In fact, it turns out there's nothing the matter with the Keystone State — unless you're the ad manager of a local TV station…or Mitt Romney.

The lengthy Times piece by veteran political journalist Thomas B. Edsall, now a journalism professor at Columbia University, is actually a look at why months of predictions that Pennsylvania would be a key battleground state in the 2012 presidential race – that Romney and President Obama would be criss-crossing the state and flooding our airways with attack ads – have not come to pass.

The "what" of the question is actually clear. The majority of a recent slew of Pennsylvania polls – except for two outliers performed by a Republican-oriented firm, Susquehanna Polling and Research – show the Democratic incumbent with a lead at least in the high single digits, perhaps 10 points or more. Obama's lead is expanding since the party conventions wrapped up three weeks ago.

And the political big money seems to agree. The Romney campaign yanked its Pennsylvania TV commercials right after the Democratic National Convention earlier this month, as did pro-Republican "Super PACs." The Obama campaign followed suit, making your TV set safe for Bud Light and Samsung.

But the question that Edsall – and others-- is really asking is not so much "what," but "why." Seeking answers, the journalist focused on Allentown and the Lehigh Valley, where blue-collar malaise mourned in the song by Billy Joel a generation ago has continued, even as other groups – from real-estate seeking New Yorkers to Latinos – enter the picture.

He writes that the newcomers are more prone to vote Democratic, quoting a former Republican mayor of Allentown who failed in a bid to win back his office in 2005, claiming without proof that he was defeated by busloads of black and Latino voters who showed up "by the busload, pulled the D lever, and had no idea who they were voting for." The piece also argues that blue-collar whites – who had once moved into the GOP column as so-called "Reagan Democrats" – are put off by Romney's wealth and his ties to the venture capital firm Bain Capital.

All those things are probably true, but there's a couple of other points that the Times piece missed or downplayed.

First, I've long thought before 2012 that it was time to cross Pennsylvania off the list of battleground states. Remember, the last time that a GOP presidential candidate carried the state was in 1988, when Buddy Ryan was in his heyday as coach of the Eagles and W. Wilson Goode was just starting his second term as mayor.
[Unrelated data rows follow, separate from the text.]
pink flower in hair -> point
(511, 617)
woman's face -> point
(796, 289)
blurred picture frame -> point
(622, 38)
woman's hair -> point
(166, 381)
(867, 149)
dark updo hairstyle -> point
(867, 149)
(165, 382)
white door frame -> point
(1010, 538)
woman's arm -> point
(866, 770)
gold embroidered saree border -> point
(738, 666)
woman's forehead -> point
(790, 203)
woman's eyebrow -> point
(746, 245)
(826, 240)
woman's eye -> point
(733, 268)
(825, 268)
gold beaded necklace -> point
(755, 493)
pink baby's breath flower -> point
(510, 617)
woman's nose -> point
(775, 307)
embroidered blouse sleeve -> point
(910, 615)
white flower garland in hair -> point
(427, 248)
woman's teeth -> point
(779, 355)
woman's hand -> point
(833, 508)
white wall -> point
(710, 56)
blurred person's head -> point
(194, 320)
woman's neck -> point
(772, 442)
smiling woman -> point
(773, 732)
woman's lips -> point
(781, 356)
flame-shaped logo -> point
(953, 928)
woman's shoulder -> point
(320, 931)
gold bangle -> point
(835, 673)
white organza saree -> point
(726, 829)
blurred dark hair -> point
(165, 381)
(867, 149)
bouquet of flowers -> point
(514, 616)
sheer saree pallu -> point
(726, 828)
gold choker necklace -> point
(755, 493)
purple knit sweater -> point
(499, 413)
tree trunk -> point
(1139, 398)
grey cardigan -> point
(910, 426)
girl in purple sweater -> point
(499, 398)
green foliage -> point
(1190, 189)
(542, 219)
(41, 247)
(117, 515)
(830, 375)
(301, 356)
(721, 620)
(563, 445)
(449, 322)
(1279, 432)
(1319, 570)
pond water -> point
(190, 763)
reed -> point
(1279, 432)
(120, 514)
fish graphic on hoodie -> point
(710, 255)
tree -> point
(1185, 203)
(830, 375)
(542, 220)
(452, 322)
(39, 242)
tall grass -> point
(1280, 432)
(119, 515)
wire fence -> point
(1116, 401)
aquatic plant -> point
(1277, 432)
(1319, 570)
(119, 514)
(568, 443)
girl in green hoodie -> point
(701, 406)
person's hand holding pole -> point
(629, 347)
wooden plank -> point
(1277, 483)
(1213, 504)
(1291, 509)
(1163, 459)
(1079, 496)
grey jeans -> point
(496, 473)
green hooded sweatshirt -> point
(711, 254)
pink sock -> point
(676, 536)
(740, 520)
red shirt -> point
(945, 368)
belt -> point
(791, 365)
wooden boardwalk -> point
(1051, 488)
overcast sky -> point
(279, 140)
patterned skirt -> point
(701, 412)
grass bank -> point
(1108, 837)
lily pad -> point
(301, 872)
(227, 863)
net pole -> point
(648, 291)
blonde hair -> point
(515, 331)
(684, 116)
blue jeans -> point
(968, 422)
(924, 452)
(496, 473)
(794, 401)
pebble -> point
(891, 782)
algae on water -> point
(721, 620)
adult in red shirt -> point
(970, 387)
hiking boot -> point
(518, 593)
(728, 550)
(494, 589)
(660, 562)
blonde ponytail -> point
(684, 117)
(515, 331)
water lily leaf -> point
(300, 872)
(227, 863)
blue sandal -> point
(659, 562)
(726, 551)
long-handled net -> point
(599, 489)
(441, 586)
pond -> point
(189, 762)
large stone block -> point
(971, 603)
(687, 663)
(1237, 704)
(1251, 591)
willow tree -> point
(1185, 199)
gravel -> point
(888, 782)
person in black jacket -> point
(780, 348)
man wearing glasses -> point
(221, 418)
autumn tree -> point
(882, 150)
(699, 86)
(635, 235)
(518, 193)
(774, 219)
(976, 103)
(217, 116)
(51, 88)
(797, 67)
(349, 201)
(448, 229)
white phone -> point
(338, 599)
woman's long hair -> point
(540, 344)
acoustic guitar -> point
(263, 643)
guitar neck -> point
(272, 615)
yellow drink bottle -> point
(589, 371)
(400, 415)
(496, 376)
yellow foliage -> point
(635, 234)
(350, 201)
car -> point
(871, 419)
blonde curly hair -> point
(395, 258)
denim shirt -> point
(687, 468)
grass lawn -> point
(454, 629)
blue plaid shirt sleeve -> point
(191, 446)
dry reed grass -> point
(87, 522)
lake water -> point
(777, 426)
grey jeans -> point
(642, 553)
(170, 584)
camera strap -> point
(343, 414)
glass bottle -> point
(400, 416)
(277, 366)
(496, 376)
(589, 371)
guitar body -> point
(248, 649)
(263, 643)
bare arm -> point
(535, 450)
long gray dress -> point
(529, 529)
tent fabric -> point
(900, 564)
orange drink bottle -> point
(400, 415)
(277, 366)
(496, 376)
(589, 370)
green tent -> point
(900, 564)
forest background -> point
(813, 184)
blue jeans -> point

The blue-collar "Deer Hunter" vote in western Pa. has been pretty much split between the two parties ever since the Bill Clinton era.

The biggest change I've observed over two decades isn't Latinos, or New Yorkers, or New York Latinos. It's actually folks who didn't move at all: White white-collar households, and especially women in those households, in the Philadelphia suburbs or similar upscale neighborhoods.

They had no problem with center-right George H.W. Bush but now they're affluent enough to vote less on the economy and more on things like green energy or not naming anti-choice justices to the Supreme Court. And the Bush 43/Palin/Paul Ryan GOP's that does such boffo box office in Texas and Mississippi has got nothing to offer these moderates on the north side of the Mason-Dixon Line.

The tipping point in Pennsylvania came in the 1990s, when three suburban Philadelphia counties – Montgomery, Delaware and Bucks, joined more recently by exurban Chester – flipped from R to D, at least in presidential races.

Since that happened, the real question is not "What's Wrong With Pennsylvania?" but "What's Wrong With Campaign Officials and Pundits Who Ever Thought Pennsylvania Would Be a Battleground State In the First Place?"

Blogger's note: Expanded and updated from original post, to run in Tuesday's Daily News.